イスラエルの有力メディアハーレツは25日、イスラエル軍がガザ地区北部や中部に展開していた部隊を南部に移動させるなど地上作戦に向けた準備を完了したと政府に報告し、作戦開始のタイミングは、政府の決断次第となっていると伝えています。

その上で、地上部隊による侵攻は住民を避難させたあとに始まるとしていて、ラファの住民を別の場所に避難させるには数週間かかるとの見方を示しています。

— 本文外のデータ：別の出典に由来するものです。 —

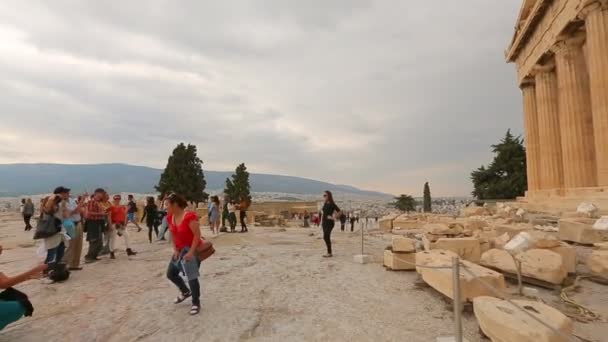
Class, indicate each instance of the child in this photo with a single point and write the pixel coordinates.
(151, 217)
(118, 225)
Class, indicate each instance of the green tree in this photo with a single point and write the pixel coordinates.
(427, 198)
(505, 177)
(184, 175)
(238, 187)
(405, 203)
(229, 189)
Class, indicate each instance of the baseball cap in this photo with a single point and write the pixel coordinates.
(61, 190)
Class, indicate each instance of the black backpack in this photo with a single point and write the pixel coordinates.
(59, 272)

ラファへの地上作戦に対してはアメリカが繰り返し懸念を伝えているほか、ラファと境界を接するエジプトも「破滅的な事態となる」と警告していて、イスラエル政府がどのような対応を示すかが焦点となっています。

エジプト “関係断絶につながる可能性” 警告

イスラエル軍がガザ地区南部のラファへの地上作戦を強行する構えを見せる中、アメリカのニュースサイト、アクシオスはイスラエル軍や情報機関の高官らがラファと境界を接するエジプトの情報機関の高官らと24日、カイロで会談を行ったと伝えました。

それによりますと、エジプト側はラファへの地上作戦が強行されれば、避難民の流入で治安が悪化するおそれがあると懸念しているということで、会談ではイスラエルとの関係断絶につながる可能性があり、両国の平和条約を危うくすると警告したということです。

これに対して、イスラエル側は、軍事・外交面でのエジプトとの緊密な連携はラファの地上作戦での基本的な条件だと伝えたということです。

また、アクシオスによりますとイスラエル軍はアメリカ国防総省に対し、ラファへの地上作戦について、全域におよぶ全面侵攻ではなく、地区ごとに分け段階的に進めていく計画だと伝えたということです。

18か国首脳 ハマスに人質の即時解放 求める共同声明

アメリカなど18か国の首脳は25日、イスラム組織ハマスに対してガザ地区で拘束している人質を即時に解放するよう求める共同声明を発表しました。

声明はアメリカのほか、ドイツやタイ、それにアルゼンチンなど、ハマスに自国民が拘束されているとする国々がまとめました。

声明では、人質たちは200日以上にわたってガザ地区で拘束されているとして、国際的な懸念事項だとしています。

その上で「われわれは自国民を連れ戻すための仲介努力を強く支持する」とした上で人質の解放に向けた交渉で提示されている案は、ガザ地区での即時かつ長期的な停戦をもたらし人道支援の増加を促すと強調しています。